As to the second part of your enquiry - I can never do anything directly (isn't there a thread here somewhere on memory palaces? I should investigate). I just recall things randomly at the most inconvenient times and places (not quite the same level of potential embarrassment as Eureka!, but striking one's forehead in the Co-op does look a little peculiar).
 
 
sumo
14:12 / 30.09.03
It's even shorter than that, but less familiar... it's there... on the periphery, elusive... what was that article I was reading...

I prefer the passive, random recollection of words and concepts, but I'm often in thrall to the need to actively pursue a meaning; I can't think of anything else and I'm gradually reduced to a sort of useless mental twitching if I can't readily strike on the meaning I'm struggling after.

I'm going to think of something else, something utterly distracting, and wait for the forehead-slapping moment to sneak up on me. Or an illuminating, releasing post.
 
 
EvskiG
14:27 / 30.09.03
Reclaim?
 
 
Jack Fear
14:32 / 30.09.03
Restitution? Reparation?
 
 
Jack Fear
14:35 / 30.09.03
Oh, oh! Redress, maybe? Or recoup?
 
 
Ariadne
14:56 / 30.09.03
You'll probably find it starts with another letter entirely. I often have that sort of tip of the tongue torture so I sympathise.
I'll have a think, though. R......
 
 
Jub
15:06 / 30.09.03
rob?

[just being flippant]
 
 
Char Aina
00:31 / 01.10.03
sumo, i sympathise.

i often have to just stop writing if i can't get the right word.

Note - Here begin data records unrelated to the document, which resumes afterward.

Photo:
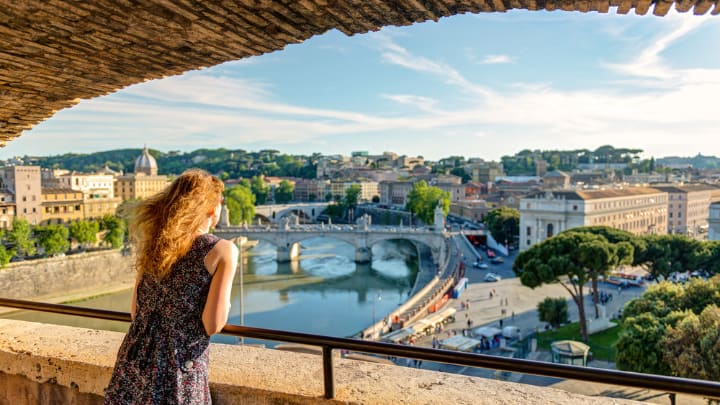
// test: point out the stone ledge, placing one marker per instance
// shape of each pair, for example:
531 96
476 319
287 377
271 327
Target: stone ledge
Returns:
52 358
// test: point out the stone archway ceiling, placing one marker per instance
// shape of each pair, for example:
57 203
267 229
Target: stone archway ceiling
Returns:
55 52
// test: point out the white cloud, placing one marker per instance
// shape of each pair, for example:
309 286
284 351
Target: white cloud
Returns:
649 64
496 59
649 103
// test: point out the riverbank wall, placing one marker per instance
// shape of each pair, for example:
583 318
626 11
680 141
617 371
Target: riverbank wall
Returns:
63 276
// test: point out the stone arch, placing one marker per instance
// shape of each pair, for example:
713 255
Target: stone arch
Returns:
149 40
263 219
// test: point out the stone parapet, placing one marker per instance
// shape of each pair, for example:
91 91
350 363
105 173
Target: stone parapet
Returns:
65 275
42 363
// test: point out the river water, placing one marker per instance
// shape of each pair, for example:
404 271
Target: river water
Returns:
325 292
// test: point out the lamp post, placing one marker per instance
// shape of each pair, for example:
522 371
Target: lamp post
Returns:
374 329
242 305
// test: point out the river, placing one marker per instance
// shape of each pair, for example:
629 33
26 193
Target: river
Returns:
325 292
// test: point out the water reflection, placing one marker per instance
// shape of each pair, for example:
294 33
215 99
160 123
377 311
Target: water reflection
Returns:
325 292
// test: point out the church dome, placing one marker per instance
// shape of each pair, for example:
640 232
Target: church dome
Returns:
145 163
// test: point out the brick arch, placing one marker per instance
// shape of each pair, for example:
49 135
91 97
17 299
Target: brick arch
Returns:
55 53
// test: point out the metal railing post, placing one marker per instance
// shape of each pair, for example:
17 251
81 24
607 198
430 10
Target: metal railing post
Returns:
328 373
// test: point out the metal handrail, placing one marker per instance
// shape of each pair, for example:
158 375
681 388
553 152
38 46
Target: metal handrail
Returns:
329 343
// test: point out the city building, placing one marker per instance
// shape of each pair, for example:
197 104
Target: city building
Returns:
143 182
555 179
714 222
394 193
24 183
61 206
637 210
482 171
471 210
689 209
7 209
368 189
310 189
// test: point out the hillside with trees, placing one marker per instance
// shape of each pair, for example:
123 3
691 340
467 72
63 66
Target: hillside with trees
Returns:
223 162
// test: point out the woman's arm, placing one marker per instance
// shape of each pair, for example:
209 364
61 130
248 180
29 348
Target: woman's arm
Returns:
221 262
133 303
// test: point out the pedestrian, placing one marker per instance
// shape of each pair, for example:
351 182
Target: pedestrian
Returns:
181 295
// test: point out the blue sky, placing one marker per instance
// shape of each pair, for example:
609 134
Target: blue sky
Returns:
482 85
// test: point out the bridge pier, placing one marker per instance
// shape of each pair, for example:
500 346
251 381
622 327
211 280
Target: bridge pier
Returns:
363 255
288 253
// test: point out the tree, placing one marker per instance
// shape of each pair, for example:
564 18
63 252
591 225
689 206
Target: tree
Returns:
260 189
21 239
284 192
652 323
115 227
667 254
603 257
553 311
423 199
692 347
5 256
639 345
84 232
504 224
53 238
570 259
240 202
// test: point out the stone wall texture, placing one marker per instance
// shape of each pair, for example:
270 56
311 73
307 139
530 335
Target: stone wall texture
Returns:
75 364
53 53
65 275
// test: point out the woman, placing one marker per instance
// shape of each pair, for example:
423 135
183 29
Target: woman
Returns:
181 295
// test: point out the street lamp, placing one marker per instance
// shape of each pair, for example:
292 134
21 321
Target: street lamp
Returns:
374 329
242 305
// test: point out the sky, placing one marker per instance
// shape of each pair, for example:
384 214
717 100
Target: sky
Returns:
476 85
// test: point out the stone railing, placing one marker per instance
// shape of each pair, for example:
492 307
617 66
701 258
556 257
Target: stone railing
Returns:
42 364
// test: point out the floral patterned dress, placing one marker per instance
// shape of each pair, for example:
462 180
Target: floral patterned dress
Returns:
164 356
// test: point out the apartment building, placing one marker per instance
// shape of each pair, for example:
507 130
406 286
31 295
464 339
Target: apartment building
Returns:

have you tried skimming lots of the reports about mugabe? it should be in at least one of those, surely.
are you writing one of those?
 
 
sumo
12:02 / 01.10.03
Good words all, evskig and Jack. Useful and relevant, but not the one that has been taunting me.

I'm not writing an article, toksik, but I had considered a similar approach. Unfortunately, there are rather a lot of such articles, which also underscores the problem with searching the web for anything that contains the fragment "occupied territory".

Ariadne was correct: the word does not start with an R. It does however sport two Rs immediately after the first letter. Which is what threw me, naturally.

The vanquished word is: irredentism. My fumbling definition was a bit off; dictionary.com defines an irredentist as: One who advocates the recovery of territory culturally or historically related to one's nation but now subject to a foreign government. So the idea of active support was misleading, and actually, I finally managed to wrestle the word to the ground after a stray mental strand lighted on the idea that the concept I was groping for was, as it turns out to've been, a belief. So to WordNet I headed, searched for "belief", extracted a list of belief's hyponyms, and started scanning the list for a word that seemed familiar, something that would slot neatly into the gaping hole that I'd been digging in my memory. The sought word was mercifully near the top of the fairly lengthy list.

The process was far too mechanical, leaving me with more chagrin than satisfaction. But, still: relief.

I'll be inappropriately incorporating some declension of the word into arbitrary sentences for the rest of the day.
 
 
grant
15:50 / 01.10.03
I'm having the same thing right now -- it's a military term that basically means the same thing as "attached," as in one soldier who is temporarily attached to some other unit (the cameraman in 84 Charlie Mopic)... or a federal agent "attached" to a police department (Agent Cooper in Twin Peaks).

WordNet, while cool as hell, appears to be failing me.
 
 
Jack Fear
16:21 / 01.10.03
Adjunct?
 
 
sumo
16:53 / 01.10.03
Seconded?
 
 
grant
19:00 / 01.10.03
"Seconded" feels quite warm.... Ooo. And I just finished that story, too.